The test article CGF -C-1607, dissolved in acetone, was assessed for its potential to induce structural chromosome aberrations in V79 cells of the Chinese hamster in vitro in two independent experiments. The chromosomes were prepared 18 h (exp. I and II) and 28 h (exp. II) after start of treatment with the test article. In experiment I, the exposure period was 4 h with and without metabolic activation. In experiment II the cultures were exposed for 4 h with S9 mix and 18 h and 28 h without S9 mix. In each experimental group two parallel cultures were set up. Per culture 100 metaphase plates were scored for structural chromosome aberrations. The highest applied concentration in the pre-test on toxicity was chosen with regard to the solubility properties of the test article. Test article concentrations between 1.6 and 210 ug/ml (with and without S9 mix) were applied for the assessment of the cytotoxic potential using cell growth inhibition as indicator for toxicity. Neither in the absence nor in the presence of S9 mix clearly dose related toxic effects were observed. Precipitation of the test article in culture medium was observed after treatment with 105 ug/ml and above in the absence of S9 mix and 52.5 ug/ml and above in the presence of S9 mix. No influence of the test article on the pH value or osmolarity was observed. In the cytogenetic experiments, test article concentrations within a range of 6.5 - 210 ug/ml (without S9 mix) and 3.3 - 210 ug/ml (with S9 mix) were applied for the investigation of the potential to induce cytogenetic damage. In the absence and the presence of S9 mix, in neither experiment, reduced mitotic indices or cell numbers were observed, except in experiment II at interval 18 h in the absence of S9 mix after treatment with 210 ug/ml. In this study, no biologically relevant increase in the number of cells carrying structural chromosomal aberrations was observed after treatment with the test article. A single significant increase (3.5 % aberrant cells exclusive gaps) in the absence of S9 mix in experiment II at exposure period 28 h after treatment with 210 ug/ml has to be regarded as being biologically irrelevant. In addition, no increase in the frequencies of polyploid metaphases was found after treatment with the test article as compared to the frequencies of the controls. Appropriate mutagens were used as positive controls. They induced statistically significant increases (p < 0.05) in cells with structural chromosome aberrations.

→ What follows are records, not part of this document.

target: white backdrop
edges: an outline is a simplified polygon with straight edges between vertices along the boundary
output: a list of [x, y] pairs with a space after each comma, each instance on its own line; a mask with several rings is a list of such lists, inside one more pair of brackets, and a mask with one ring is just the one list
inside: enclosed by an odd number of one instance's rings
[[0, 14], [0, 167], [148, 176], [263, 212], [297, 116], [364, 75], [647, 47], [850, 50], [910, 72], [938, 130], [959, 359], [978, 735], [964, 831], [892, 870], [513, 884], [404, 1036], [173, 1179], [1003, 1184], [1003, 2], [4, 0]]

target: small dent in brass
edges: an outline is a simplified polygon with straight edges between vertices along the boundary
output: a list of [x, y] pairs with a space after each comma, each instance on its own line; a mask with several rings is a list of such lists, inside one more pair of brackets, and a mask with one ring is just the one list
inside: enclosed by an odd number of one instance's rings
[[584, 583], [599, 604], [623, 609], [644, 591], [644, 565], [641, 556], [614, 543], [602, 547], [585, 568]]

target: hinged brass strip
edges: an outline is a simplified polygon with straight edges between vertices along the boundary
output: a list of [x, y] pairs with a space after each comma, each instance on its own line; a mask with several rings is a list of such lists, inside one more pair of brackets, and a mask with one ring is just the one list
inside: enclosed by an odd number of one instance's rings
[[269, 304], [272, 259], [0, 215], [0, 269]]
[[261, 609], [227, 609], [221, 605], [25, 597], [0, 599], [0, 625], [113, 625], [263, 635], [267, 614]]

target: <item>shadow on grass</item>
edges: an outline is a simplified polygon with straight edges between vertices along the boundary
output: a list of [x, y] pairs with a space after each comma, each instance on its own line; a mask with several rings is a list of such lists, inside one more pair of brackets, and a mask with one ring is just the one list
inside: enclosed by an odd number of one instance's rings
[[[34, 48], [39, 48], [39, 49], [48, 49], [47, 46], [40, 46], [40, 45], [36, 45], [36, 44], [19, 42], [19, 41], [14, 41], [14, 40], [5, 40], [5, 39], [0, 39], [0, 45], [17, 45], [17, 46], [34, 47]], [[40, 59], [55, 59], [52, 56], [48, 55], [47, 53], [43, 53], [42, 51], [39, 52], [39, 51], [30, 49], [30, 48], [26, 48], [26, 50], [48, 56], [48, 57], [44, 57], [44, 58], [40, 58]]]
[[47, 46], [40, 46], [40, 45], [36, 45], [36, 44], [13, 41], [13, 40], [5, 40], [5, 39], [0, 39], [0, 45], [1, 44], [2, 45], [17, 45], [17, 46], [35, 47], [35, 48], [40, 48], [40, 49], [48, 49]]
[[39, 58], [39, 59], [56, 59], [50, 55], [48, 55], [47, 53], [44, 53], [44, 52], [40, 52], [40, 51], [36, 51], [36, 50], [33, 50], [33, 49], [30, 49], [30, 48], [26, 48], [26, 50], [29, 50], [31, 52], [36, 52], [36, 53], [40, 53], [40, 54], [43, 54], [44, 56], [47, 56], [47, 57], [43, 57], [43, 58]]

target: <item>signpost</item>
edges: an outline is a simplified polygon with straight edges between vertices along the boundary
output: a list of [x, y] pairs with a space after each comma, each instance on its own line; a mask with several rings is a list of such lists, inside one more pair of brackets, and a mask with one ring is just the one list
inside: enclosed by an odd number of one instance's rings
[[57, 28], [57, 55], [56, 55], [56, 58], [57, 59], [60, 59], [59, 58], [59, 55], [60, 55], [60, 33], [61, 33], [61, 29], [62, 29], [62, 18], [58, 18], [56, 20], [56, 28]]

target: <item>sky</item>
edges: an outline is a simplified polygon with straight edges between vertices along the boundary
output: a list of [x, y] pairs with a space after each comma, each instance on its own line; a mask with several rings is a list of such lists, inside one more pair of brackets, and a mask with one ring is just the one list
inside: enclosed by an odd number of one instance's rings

In conclusion, it can be stated that in the study described and under the experimental conditions reported, the test article did not induce structural chromosome aberrations as determined by the chromosome aberration test in V79 cells (Chinese hamster cell line) in vitro.

Therefore, CGF-C-1607 is considered to be non-mutagenic in this chromosome aberration test.